Abstract
While the boundary layer behavior dictates the heat transfer of a single-phase flow, the bubble layer dominates the boiling heat transfer of a low void fraction two-phase flow. The bubble layer is a highly viscous layer of crowded bubbles flowing parallel to the heating surface. In a subcooled or low quality boiling flow, the bubble layer locates between the main liquid stream and the heated wall. It shields the wall from the incoming cooling liquid so that the wall can be overheated and reach the heat flux density causing Departure from Nucleate Boiling (DNB). Increase in the DNB heat flux of the rod bundle in a PWR core can be achieved by breaking the bubble layer.

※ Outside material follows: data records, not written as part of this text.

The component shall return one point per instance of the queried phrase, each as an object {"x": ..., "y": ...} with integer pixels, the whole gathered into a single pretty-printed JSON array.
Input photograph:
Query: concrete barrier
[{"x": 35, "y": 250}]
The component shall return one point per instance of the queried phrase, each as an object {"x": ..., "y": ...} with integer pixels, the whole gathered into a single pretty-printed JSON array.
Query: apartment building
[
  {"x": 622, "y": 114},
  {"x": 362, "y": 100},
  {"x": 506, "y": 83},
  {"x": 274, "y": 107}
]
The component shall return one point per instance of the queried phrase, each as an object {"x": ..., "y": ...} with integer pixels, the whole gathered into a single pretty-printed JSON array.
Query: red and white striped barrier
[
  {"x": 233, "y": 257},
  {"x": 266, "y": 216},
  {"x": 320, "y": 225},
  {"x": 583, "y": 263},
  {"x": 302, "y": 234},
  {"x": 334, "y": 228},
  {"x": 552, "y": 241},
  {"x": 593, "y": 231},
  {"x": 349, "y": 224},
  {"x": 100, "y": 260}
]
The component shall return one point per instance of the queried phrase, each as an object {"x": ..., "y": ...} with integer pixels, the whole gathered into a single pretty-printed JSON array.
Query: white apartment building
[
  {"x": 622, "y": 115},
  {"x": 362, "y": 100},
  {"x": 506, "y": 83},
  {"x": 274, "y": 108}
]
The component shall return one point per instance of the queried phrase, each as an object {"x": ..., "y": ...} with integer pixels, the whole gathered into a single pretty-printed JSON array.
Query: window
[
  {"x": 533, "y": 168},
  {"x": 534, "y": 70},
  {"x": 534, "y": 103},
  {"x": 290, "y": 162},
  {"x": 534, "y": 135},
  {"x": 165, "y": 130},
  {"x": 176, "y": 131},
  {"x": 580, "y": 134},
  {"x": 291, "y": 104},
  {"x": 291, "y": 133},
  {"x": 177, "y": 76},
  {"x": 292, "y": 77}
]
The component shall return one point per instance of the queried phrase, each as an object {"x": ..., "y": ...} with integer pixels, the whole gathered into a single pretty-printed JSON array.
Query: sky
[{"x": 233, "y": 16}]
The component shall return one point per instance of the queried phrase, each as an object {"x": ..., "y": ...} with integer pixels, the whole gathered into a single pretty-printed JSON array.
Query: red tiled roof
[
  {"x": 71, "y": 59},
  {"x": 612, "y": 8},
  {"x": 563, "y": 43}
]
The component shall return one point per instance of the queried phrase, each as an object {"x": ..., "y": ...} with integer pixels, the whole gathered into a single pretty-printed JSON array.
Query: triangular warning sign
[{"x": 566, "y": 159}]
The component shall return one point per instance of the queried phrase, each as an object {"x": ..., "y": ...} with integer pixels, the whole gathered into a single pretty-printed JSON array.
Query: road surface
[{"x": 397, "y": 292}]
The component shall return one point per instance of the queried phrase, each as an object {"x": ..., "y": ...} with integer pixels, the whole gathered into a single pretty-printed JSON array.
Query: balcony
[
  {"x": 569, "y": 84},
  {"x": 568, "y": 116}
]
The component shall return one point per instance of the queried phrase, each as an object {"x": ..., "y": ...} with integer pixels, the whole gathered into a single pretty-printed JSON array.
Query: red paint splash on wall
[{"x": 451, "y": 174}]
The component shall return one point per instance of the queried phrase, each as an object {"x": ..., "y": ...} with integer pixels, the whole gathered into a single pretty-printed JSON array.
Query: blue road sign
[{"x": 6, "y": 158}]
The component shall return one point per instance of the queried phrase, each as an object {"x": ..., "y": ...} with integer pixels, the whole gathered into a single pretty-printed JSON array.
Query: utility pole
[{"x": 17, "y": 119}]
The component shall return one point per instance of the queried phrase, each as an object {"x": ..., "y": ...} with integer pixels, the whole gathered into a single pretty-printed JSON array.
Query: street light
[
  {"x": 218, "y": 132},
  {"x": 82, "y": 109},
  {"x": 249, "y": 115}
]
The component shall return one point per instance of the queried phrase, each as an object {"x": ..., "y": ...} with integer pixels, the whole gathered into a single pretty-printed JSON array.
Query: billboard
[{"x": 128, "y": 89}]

One way to break the bubble layer is to introduce the coolant flow normal to the fuel rods. Normal flow may induce vibration of the rod banks. However, flow-induced vibration is absent in a crossed-rod matrix when two adjacent banks of rods are in contact at a 90 degree angle. However, this may cause concern to the reactor designer, because the rod-contact point produces a hot spot which might cause a premature DNB. This paper reports the DNB heat fluxes measured in freon flow normal to a crossed-rod matrix having all rods heated. The result is that the DNB heat flux at the rod-contact point is much higher than that in flow parallel to the rod bundles.